Orange you glad I didn’t say banana?
It’s always refreshing, and a little unexpected, to see bright oranges piled up at the entrance of the produce aisle just as the chilly grip of December and January is holding so tightly onto the Northstate. The presence of Jerry Weece’s wooden orange stand in a field just south of Costco, with bright mesh sacks of oranges and mandarins hanging across the front, is an equally surprising sight. The 60-year-old Weece, a friendly, good-natured merchant who used to work as security officer “down south,” moved to Magalia in ‘91 to be with his dad. After four years of working in the Paradise Post mail room, Weece has fallen on hard times. Parked just behind the orange cart, decorated with red, white and blue ribbons and cut-out letters spelling “EXPLORER” across the front, is the R.V. he and his partner, a fellow Vietnam vet, call home.
It’s been really bad here during this rain. Before Christmas it was murder. For two or three weeks there we moved about $3,000 worth of product.

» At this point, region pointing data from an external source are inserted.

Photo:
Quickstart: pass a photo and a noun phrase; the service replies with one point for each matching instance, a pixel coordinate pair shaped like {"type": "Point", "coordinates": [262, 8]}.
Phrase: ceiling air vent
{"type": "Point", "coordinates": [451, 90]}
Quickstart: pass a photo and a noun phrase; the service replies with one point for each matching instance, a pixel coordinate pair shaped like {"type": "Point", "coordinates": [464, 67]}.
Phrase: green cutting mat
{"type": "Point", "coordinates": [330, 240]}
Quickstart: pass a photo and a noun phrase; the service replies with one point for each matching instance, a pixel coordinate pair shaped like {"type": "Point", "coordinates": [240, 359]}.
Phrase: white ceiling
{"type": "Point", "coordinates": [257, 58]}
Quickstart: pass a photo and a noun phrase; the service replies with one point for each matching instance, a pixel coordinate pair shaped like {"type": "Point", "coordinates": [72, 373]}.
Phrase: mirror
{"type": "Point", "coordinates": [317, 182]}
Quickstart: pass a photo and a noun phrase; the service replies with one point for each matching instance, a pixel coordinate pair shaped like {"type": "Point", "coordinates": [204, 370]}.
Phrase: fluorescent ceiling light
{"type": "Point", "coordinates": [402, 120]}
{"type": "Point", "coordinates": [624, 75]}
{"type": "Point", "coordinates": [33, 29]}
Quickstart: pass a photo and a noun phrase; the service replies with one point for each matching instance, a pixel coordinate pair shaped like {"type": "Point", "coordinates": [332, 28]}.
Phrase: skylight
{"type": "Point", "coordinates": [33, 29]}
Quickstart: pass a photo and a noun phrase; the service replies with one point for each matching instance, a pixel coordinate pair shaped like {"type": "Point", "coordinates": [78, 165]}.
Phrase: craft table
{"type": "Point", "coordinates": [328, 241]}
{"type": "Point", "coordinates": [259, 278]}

How bad has it been during the rains?
I’ve probably sold 12 [bags] since the rain started.
How’d you get into this business?
My partner and I were parked down the street for a while. We wanted to work here.
You were living in this field?
Does anyone hassle you?
We have permission to be here. The cops used to hassle us. [Now] the city hassles us. [They] keep movin’ us on.
Where do you get the oranges?
[Vollendorf Orchards] out of Oroville.
Why should people come here instead of the grocery stores up the street?
Here it’s $8 for a 10-pound bag of mandarins [$6 for oranges]. There, it’s $5-$6 for a three-pound bag. We’re a little cheaper.
Anything rhyme with orange?
Only thing I can think of is Agent Orange, from over in ‘Nam. My partner’s full of it. From ‘63 to ‘65—I was there [in the Army] for almost three years. My partner for almost 10 years.